The question isn't if you would rather engage in air-to-air combat over Central Europe in a Raptor vs. a Lightning II; it is would you rather get shot off a carrier deck on an attack mission in a F-35 or F-18E/F. Would you prefer to have a son or daughter fly combat missions in an F-35 or an AV-8? F-35 or F-16? Fly counter air missions in carrier launched F-18 Super Bugs or in Lightning II? How about having a low observability fighter for carrier use vs a conventional 4th generation aircraft? There is only one sane answer to these questions, the F-35.
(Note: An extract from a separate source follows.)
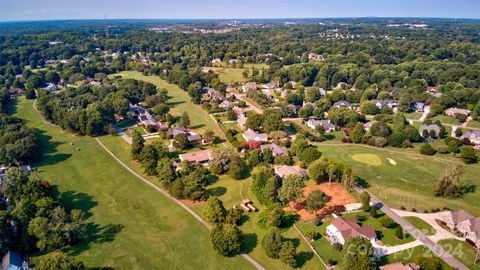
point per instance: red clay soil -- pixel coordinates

There is also the cost per unit price that must be considered, even IF the F-22 could be pushed to handle the many roles of the F-35 (something that is NOT possible; just for a start imagine what a Raptor would look like after a Cat shot or a couple traps). The F-35 is nearly 40% cheaper per airframe than the F-22 (and this is the vanilla F-22A, not a imaginary heavily modified version for S/VTOL and CTOL or with triple the internal storage for weapons that would be needed to replace the F-35) meaning that six F-22s become 10 F-35s when mission planning comes around. Even with the lower price of the F-35 the USN estimates it will be 90 aircraft short by 2017, while the USAF estimates as many as 800 empty slot will exist in its fighter bomber ranks (both figures from the February 2009 Congressional Research Service report on the JSF program). This is with the procurement of 647 aircraft for the USN/USMC and 1,621 airframes by the USAF. One can only shudder to think of the USAF being short AT LEAST 1,400 combat aircraft if the F-22 was procured instead of the F-35.
It is, of course, possible that you have access to non-Open Source material that indicates that the F-35 is actually inferior to the AV-8B or F-16 in which case the above discussion isn't germane. If you do have such access, I would note that this Board is a poor place to violate OpSec.